I am currently trying to speedup my regexp searches. I saw that the
tcl-regexp are much slower than perl ones. Does anybody have ideas to
improve performance on this code ? It requires about 50 seconds on my
single core machine with about 1.5Ghz for a 5Mb-file.
I put an example inputfile here: http://www.dgroth.de/sample.blast
Here is the code:
namespace eval SampleScanner2 {
variable state INITIAL
}
proc SampleScanner2::BEGIN {nstate} {
variable state
set state $nstate
}
proc SampleScanner2::yylex {yyin} {
variable state
set reg0 {^T?BLAST[XPN]}
set reg1 {^Query=[ ]+[^\s]+}
set reg2 {^Sequences[ ]producing[ ]significant[ ]alignments}
set reg3 {^>[^\s]+}
set reg4 {^.|\n}
set bsize 128
set yychar 0
set buffer [read $yyin $bsize]
set yyleng 0
while {1} {
set yy_rule -1
incr yychar $yyleng
set buffer [string range $buffer $yyleng end]
if {[string length $buffer] < $bsize} {
set nbuff [read $yyin $bsize]
if {[string length $nbuff] == 0 && [string length $buffer]
== 0} {
break
}
append buffer $nbuff
}
if {[regexp -- $reg0 $buffer yytext]} {
set yy_rule 0
} elseif {$state eq "XSTATE" && [regexp -- $reg1 $buffer
yytext]} {
set yy_rule 1
} elseif {$state eq "XSTATE" && [regexp -- $reg2 $buffer
yytext]} {
set yy_rule 2
} elseif {$state eq "SSTATE" && [regexp -- $reg3 $buffer
yytext]} {
set yy_rule 3
} elseif {[regexp -line -- $reg4 $buffer yytext]} {
set yy_rule 4
} else {
set yytext [string range $buffer 0 1]
}
set yyleng [string length $yytext]
switch -- $yy_rule {
0 {
puts $yytext
BEGIN XSTATE
}
1 {
puts -nonewline [string range $yytext 7 end]
}
2 {
puts " has alignments"
BEGIN SSTATE
}
3 {
puts -nonewline "id is: "
puts [string range $yytext 1 end]
BEGIN INITIAL
}
4 {
# do nothing
}
default
{
puts -nonewline $yytext
}
}
}
return 0
}
if {$argv0 eq [info script]} {
set start [clock seconds]
if {[llength $argv] == 0} {
puts stderr "Usage: [info script] \[-options values\]
<infile>"
exit 0
}
if {[catch {open [lindex $argv end] r} yyin]} {
puts stderr "Could not open [lindex $argv end]"
exit 0
}
if {[expr [llength [lrange $argv 1 end]] % 2] != 0} {
puts stderr "submitting uneven number of arguments"
}
SampleScanner2::yylex $yyin
close $yyin
set end [clock seconds]
set secs [expr {$end-$start}]
puts "required $secs seconds"
}
regards,
Detlef
> I am currently trying to speedup my regexp searches.
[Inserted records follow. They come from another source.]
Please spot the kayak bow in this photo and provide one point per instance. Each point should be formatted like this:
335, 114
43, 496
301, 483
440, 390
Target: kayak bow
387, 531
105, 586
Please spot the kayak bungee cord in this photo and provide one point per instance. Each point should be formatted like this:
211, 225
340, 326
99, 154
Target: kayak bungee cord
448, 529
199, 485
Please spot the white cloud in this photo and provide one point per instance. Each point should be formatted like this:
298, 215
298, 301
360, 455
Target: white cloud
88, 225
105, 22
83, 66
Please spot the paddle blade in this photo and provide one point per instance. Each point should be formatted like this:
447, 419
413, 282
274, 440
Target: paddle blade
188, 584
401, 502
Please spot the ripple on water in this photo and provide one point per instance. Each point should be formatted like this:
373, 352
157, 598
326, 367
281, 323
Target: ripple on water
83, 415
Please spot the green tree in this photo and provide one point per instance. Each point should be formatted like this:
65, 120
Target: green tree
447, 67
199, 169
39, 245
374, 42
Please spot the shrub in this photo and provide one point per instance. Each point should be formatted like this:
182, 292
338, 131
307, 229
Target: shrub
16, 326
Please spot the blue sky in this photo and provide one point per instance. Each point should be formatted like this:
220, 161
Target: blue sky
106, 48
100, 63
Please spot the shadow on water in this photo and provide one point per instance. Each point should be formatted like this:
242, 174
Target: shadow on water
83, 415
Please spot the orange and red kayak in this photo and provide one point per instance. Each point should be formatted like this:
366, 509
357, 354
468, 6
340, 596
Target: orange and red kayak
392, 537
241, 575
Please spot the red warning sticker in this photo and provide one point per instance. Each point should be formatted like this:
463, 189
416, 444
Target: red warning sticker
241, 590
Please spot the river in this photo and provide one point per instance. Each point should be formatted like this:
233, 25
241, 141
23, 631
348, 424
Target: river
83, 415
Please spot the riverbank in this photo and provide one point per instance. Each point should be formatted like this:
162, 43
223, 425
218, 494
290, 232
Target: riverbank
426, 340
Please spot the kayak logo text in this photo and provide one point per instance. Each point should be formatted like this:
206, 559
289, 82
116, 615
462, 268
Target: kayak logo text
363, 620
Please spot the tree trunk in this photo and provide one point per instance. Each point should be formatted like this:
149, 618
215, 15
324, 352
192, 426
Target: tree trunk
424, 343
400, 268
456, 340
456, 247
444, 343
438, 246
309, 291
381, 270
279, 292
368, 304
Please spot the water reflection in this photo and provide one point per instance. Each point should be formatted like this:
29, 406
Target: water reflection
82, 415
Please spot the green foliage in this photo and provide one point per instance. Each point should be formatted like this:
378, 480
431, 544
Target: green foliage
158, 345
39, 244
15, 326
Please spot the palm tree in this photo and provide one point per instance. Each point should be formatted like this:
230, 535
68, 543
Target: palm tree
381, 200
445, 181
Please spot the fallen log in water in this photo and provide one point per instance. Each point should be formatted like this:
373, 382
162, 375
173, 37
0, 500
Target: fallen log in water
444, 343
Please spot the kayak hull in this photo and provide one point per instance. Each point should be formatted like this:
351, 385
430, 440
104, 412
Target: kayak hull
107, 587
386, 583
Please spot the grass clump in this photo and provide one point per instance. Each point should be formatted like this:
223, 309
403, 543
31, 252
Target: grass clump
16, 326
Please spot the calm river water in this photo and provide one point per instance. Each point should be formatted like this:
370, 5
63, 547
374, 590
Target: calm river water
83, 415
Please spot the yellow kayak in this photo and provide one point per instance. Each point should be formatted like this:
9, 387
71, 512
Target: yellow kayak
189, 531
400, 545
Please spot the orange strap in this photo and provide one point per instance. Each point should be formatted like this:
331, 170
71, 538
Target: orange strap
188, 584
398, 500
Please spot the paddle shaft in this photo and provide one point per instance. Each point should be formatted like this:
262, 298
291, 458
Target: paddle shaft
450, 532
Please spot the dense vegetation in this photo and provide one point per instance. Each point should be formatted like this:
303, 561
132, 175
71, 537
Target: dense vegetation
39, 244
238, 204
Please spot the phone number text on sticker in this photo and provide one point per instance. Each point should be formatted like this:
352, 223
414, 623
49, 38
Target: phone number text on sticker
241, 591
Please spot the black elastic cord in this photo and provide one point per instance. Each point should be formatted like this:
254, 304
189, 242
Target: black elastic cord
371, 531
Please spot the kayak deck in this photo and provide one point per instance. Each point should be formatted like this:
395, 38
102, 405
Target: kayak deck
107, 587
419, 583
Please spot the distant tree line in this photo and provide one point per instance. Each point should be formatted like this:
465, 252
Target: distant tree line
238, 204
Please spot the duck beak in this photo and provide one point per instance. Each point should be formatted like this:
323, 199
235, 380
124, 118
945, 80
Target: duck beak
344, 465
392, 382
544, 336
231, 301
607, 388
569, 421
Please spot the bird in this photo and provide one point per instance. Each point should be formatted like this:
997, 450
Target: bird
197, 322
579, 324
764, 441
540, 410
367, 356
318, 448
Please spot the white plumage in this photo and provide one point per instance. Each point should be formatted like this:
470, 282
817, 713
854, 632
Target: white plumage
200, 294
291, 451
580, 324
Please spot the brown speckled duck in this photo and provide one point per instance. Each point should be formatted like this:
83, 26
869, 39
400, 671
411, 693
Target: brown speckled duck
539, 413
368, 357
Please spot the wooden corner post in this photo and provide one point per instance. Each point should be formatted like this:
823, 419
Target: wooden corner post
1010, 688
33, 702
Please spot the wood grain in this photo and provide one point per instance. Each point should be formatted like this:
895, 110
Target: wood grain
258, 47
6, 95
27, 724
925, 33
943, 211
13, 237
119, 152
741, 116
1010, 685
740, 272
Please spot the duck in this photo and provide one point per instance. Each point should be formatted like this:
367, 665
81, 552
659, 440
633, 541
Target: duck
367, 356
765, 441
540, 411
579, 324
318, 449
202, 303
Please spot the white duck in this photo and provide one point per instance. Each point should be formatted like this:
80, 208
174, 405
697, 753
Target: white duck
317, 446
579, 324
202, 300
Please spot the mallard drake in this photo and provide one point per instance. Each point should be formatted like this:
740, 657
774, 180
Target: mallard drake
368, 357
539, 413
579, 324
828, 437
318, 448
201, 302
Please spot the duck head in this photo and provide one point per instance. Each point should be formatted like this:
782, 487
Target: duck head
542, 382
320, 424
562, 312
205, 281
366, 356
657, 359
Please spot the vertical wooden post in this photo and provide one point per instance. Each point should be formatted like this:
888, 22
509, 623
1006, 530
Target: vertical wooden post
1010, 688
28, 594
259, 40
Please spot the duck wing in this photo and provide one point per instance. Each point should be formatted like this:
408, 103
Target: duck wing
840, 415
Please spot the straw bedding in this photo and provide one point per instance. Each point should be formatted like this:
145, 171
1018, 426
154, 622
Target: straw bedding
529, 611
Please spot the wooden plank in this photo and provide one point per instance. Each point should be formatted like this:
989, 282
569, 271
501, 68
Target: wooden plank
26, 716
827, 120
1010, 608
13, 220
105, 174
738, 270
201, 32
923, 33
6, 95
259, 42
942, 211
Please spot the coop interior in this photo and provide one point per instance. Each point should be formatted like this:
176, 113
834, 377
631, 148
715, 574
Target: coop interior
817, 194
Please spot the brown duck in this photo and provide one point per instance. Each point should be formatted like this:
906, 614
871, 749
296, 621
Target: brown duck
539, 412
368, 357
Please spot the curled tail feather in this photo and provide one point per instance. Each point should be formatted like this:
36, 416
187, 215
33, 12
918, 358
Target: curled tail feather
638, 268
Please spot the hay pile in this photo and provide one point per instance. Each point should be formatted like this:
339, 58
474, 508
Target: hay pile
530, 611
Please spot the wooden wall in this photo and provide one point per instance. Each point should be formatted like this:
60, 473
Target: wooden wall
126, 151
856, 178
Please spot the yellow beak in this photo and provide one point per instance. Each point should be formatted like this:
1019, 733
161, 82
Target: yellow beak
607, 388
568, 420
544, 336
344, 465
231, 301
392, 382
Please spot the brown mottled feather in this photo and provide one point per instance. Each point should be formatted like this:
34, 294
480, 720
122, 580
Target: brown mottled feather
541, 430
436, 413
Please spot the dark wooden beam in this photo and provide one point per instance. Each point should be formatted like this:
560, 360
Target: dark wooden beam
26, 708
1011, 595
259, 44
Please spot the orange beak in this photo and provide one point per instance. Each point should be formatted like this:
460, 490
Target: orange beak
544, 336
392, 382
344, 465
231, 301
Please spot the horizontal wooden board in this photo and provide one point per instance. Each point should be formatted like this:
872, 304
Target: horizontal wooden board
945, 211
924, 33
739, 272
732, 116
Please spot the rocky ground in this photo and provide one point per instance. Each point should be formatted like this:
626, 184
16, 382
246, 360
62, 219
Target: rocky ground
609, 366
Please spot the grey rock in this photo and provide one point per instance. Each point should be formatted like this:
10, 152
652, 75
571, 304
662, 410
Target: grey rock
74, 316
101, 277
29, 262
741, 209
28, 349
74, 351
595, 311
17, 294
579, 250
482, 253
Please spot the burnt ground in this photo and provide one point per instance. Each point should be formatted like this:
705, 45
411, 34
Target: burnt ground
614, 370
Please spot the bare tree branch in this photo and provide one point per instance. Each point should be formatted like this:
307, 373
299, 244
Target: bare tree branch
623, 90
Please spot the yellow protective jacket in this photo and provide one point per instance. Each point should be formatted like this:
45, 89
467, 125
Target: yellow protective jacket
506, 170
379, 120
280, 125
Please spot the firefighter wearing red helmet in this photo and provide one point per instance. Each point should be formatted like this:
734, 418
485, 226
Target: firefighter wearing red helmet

I saw that the
> tcl-regexp are much slower than perl ones.
Hmm... unfortunately I lost the link, but not long ago somebody
mentioned here exactly the opposite: Tcl's regexp engine is the fastest
one that is available.
> Does anybody have ideas to
> improve performance on this code ? It requires about 50 seconds on my
> single core machine with about 1.5Ghz for a 5Mb-file.
>
> I put an example inputfile here: http://www.dgroth.de/sample.blast
Why don't you use the XML output of BLAST and then parse the records
with SAX (or tDOM, if appropriate)? Or split them up, put them into a
database and use a combination of text search and SQL queries... if
speed matters over simplicify? (Well, to put BLAST records into a
database is not /that/ complicated. BioSQL [1] might help).
I could imagine that this gives you much better performance than regexp
searches on huge text files.
--
Eckhard
for the BLAST-case your alternative is perfectly but I am as well
interested in parsing, scanning output which is not xml. The blast was
just a dummy example. BioSQL btw seem currently not support SQLite
which is my prefered choice.
regards,
Detef
> for the BLAST-case your alternative is perfectly but I am as well
> interested in parsing, scanning output which is not xml. The blast was
> just a dummy example.
Ok... But the Tcl regexp engine is probably good for this as well. If I
only had the link to this page which confirms that Tcl regexp's are fast...
> BioSQL btw seem currently not support SQLite
> which is my prefered choice.
Hmm, with the amount of data from sequences, BLAST's and annotations I
doubt that SQLite is a good fit. I would rather use Postgresql or
Oracle, which are both supported by BioSQL (and in addition have
excellent Tcl support).
--
Eckhard
Perhaps you're thinking of
http://shootout.alioth.debian.org/gp4/benchmark.php?test=regexdna&lang=all
Simon Geard
As far as regexp performance is concerned, please notice that the raw
metal will be exposed only if you crunch big strings through a regexp.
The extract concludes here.